Evidentemente, todo lo planteado debe ser cuantificado con datos económicos. Tal vez el área más complicada de elaborar para quien no tenga nociones financieras sea el plan económico-financiero. Para empezar, es clave estimar el desembolso inicial y cómo se financiará, esto es, de dónde saldrá el dinero. Después es fundamental hacer previsiones de ingresos y gastos. Además de prever una Cuenta de Resultados y un Balance de Situación, con los correspondientes ratios, resulta crítico adelantar un Presupuesto de Tesorería para corregir posibles desfases de liquidez que puedan suponer un riesgo a la continuidad de las operaciones.

Aparte de clarificar estas tres áreas, es muy importante mostrar el equipo promotor y definir la forma jurídica que adoptará la empresa, ya que será una de las primeras decisiones a tomar que condicionará su futuro funcionamiento.

El plan de negocio debe reflejar coherencia entre todas sus áreas. Un buen plan es aquel que muestra una solidez necesaria para otorgar un fehaciente aumento de las probabilidades de éxito de la iniciativa emprendedora.

  1. Ser realista durante todo el horizonte temporal previsto

El plan de negocio se debe mostrar desde una perspectiva realista. Alejarnos del excesivo optimismo y hacer previsiones conservadoras mejora la credibilidad sobre las conclusiones del análisis de viabilidad expuesto.

Mostrar distintos escenarios, como pueden ser el pesimista, el moderado y el optimista, denota cierta incertidumbre, siendo precisamente ésta la que queremos minimizar con la elaboración del plan. Optar por un criterio, razonablemente justificado, no quita que podamos establecer planes de contingencia para el supuesto de que se produzcan desviaciones en la previsión.

Justificar los datos presentados con presupuestos reales y las estimaciones de ventas con una sólida estrategia de marketing, son claves para dotar de consistencia las previsiones.

Es peligroso dejarse llevar por la conocida como “euforia del emprendedor” y pecar de excesivo optimismo. Para alejarse de falsas expectativas a veces es útil dejarse aconsejar por quien tenga una visión más objetiva.

Además, jamás hay que contar con posibles subvenciones. El mero hecho de contar con tales fondos supondría vincular la viabilidad del proyecto a la concesión de las mismas.

Esta moderación en las previsiones se ha de mantener a lo largo del horizonte temporal previsto.
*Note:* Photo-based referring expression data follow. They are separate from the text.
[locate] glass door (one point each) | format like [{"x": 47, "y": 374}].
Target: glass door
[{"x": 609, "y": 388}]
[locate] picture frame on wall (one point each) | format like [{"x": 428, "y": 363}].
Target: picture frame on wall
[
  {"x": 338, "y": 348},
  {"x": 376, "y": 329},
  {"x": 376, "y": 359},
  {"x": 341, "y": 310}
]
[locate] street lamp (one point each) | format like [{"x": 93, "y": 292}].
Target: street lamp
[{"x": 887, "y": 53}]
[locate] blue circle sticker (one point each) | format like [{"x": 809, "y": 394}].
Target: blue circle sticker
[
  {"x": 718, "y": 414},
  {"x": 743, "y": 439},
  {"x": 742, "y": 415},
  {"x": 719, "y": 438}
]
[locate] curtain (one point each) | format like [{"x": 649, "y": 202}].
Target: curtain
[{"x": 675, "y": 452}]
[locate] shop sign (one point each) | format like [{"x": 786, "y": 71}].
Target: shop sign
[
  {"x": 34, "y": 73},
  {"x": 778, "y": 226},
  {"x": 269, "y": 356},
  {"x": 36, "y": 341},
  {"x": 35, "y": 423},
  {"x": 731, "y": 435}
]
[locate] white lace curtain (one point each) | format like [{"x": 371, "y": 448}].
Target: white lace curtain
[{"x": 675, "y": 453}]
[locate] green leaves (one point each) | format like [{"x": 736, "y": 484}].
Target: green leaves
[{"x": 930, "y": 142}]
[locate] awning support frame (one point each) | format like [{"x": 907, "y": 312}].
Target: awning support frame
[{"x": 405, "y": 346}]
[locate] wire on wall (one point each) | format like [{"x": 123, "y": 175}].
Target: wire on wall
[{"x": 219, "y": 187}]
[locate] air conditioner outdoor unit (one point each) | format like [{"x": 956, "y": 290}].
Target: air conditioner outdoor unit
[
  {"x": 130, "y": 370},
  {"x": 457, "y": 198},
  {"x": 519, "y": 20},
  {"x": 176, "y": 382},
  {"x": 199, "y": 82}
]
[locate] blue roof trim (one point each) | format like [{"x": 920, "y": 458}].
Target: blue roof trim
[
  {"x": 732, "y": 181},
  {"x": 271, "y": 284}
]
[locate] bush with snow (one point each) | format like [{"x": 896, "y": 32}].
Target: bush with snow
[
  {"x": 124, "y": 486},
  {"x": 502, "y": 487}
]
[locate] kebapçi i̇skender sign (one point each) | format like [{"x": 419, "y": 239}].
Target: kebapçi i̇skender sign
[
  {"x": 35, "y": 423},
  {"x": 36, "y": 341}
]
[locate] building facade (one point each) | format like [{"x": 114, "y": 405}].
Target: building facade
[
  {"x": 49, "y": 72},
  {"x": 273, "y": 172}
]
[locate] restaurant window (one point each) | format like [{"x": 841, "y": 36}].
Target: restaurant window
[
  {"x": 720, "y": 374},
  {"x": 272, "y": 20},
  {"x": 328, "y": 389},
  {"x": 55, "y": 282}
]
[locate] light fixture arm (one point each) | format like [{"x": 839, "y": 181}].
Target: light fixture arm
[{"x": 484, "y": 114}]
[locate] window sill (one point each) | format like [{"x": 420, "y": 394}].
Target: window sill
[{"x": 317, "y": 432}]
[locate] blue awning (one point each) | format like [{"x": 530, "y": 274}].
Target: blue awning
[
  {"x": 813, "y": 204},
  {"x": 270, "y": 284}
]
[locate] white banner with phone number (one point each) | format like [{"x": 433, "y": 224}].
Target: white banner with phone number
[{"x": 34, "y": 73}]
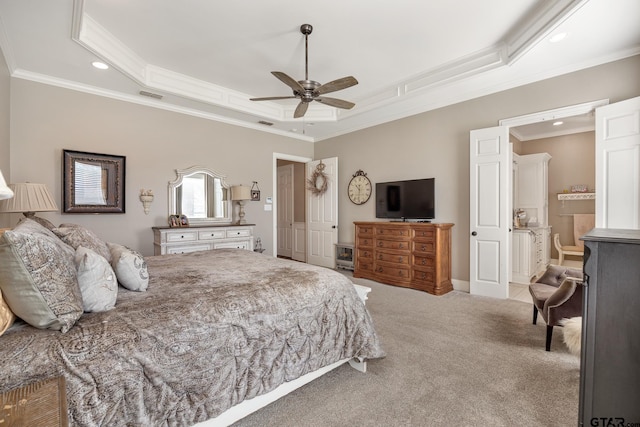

Es habitual elaborar una previsión a un plazo vista de tres años, donde al menos durante el primer año se muestren datos mensuales. Hace tiempo se hacían previsiones a más plazo, por ejemplo a cinco años, pero la inestabilidad y rapidez con la que se producen los cambios hacen que más allá de tres se antojen muy inciertos los cálculos.

En conclusión, existen multitud de matices, pero estas tres recomendaciones son conceptos elementales para dotar de sentido, coherencia y realismo a nuestro plan de negocio, un plan cuya solidez dé la luz necesaria al incierto camino que habremos de recorrer.